Polskie Towarzystwo Tatrzańskie wraz z przewodnikiem Janem Nogasiem zaprosiło nas na wycieczkę w nasze polskie Tatry. Wycieczka ta odbyła się w sobotę, 3 czerwca 2023 r. Naszym planem było zdobycie dość popularnego szczytu w Tatrach Zachodnich – Sarniej Skały.
Po dotarciu na parking przy Dolinie Małej Łąki oraz zaopatrzeniu się w bilety wstępu do Tatrzańskiego Parku Narodowego, wyruszyliśmy żółtym szlakiem z tejże malowniczej doliny na Przełęcz w Grzybowcu (1311 m n.p.m.). Dolina Małej Łąki jest najmniejszą doliną w całych Tatrach Zachodnich, a można z niej podziwiać szczyty Czerwonych Wierchów i znany wszystkim Giewont. Dolina Małej Łąki zachwyciła nas swoją bogatą florą. Podziwialiśmy m.in. storczyka męskiego, miesięcznicę trwałą, hiacyntowca zwyczajnego i zakrwawione dendrobium.
Zatrzymując się na chwilę przy wspomnianej wcześniej florze tatrzańskiej, trzeba odnieść się do nazwy ścieżek „nad Reglami” i „pod Reglami” (wracaliśmy żółtym szlakiem).

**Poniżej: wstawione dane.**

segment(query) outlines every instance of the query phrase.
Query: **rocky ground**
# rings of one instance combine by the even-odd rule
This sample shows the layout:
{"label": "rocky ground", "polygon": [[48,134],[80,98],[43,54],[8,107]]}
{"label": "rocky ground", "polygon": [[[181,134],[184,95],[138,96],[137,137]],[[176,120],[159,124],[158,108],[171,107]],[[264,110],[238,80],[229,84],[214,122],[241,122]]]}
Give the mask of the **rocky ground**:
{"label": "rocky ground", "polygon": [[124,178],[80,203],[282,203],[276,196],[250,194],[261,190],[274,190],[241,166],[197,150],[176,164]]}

Miłośnicy Tatr i nie tylko wiedzą o tym, że regle z gwary góralskiej to las rosnący na stromym stoku, a w naszych górach występuje piętrowy układu roślinności górskiej. Pierwszym piętrem roślinności, nazywanym pogórzem, są pola uprawne (650-700 m n.p.m.), drugim jest regiel dolny – las mieszany (700-1200 m n.p.m.), trzeci to regiel górny od 1200 do 1600m n.p.m. z takimi roślinami jak świerki, sosna limba i inne. Czwarte piętro to piętro zwane piętrem kosodrzewiny (1600-1900 m n.p.m.). Piętro hal zaczyna się od wysokości ok. 1900 m do 2200 m n.p.m. z łąkami wysokogórskim. Ostanim i najwyższym piętrem roślinności w klimacie górskim są turnie, położone powyżej 2200 m n.p.m. Występuje tu uboga roślinność – mchy i porosty. Taki opis turni przybliżył nam nasz przewodnik Jan Nogaś w czasie naszej wycieczki.
Z Przełęczy na Grzybowcu zeszliśmy do Doliny Strążyskiej, skąd dalej czarnym szlakiem doszliśmy do Czerwonej Przełęczy (1303 m n.p.m.). Jej nazwa pochodzi od koloru skalnych łupków. W 1900 r. Towarzystwo Tatrzańskie zbudowało prowadzącą przez tę przełęcz Ścieżkę nad Reglami oraz altanę dla turystów, która była niszczona przez huragany. W zalesionym rejonie przełęczy znajduje się niewielka, wydeptana przez turystów polanka, na której zwykle odpoczywają turyści wędrujący Ścieżką nad Reglami.
Z Czerwonej Przełęczy dzieliła nas tylko chwila na sam szczyt Sarniej Skały (1378 m n.p.m.). Zbudowana jest ona z charakterystycznych wapieni dolomitowych, a widok ze szczytu był cudowny. Ukazał nam się masyw Giewontu oraz część Zakopanego. Na szczycie wykonaliśmy pamiątkowe zdjęcie z banerem, jak i mieliśmy krótką chwilę na odpoczynek i zdjęcia indywidualne.
Po zejściu ze szczytu Sarniej Skały, żółtym szlakiem przez Dolinę Białego dotarliśmy do Drogę pod Reglami, a przez cały czas towarzyszyła nam słoneczna i ciepła pogoda. Po drodze zauważyliśmy zamknięte i zabezpieczone wejście do sztolni uranowej. Na początku lat 50. XX wieku prowadzono w dolinie poszukiwania rud uranu, wykuwając sztolnie w jej prawym zboczu.
Szybkim i żwawym krokiem dotarliśmy na parking pod Wielką Krokwią, gdzie mieliśmy jeszcze czas na skorzystanie z tutejszych restauracji i straganów z pamiątkami. Wyjechaliśmy punktualnie o 17:00 i bezpiecznie wróciliśmy do Bielska-Białej.
Do zobaczenia na kolejnych wycieczkach z Polskim Towarzystwem Tatrzańskim!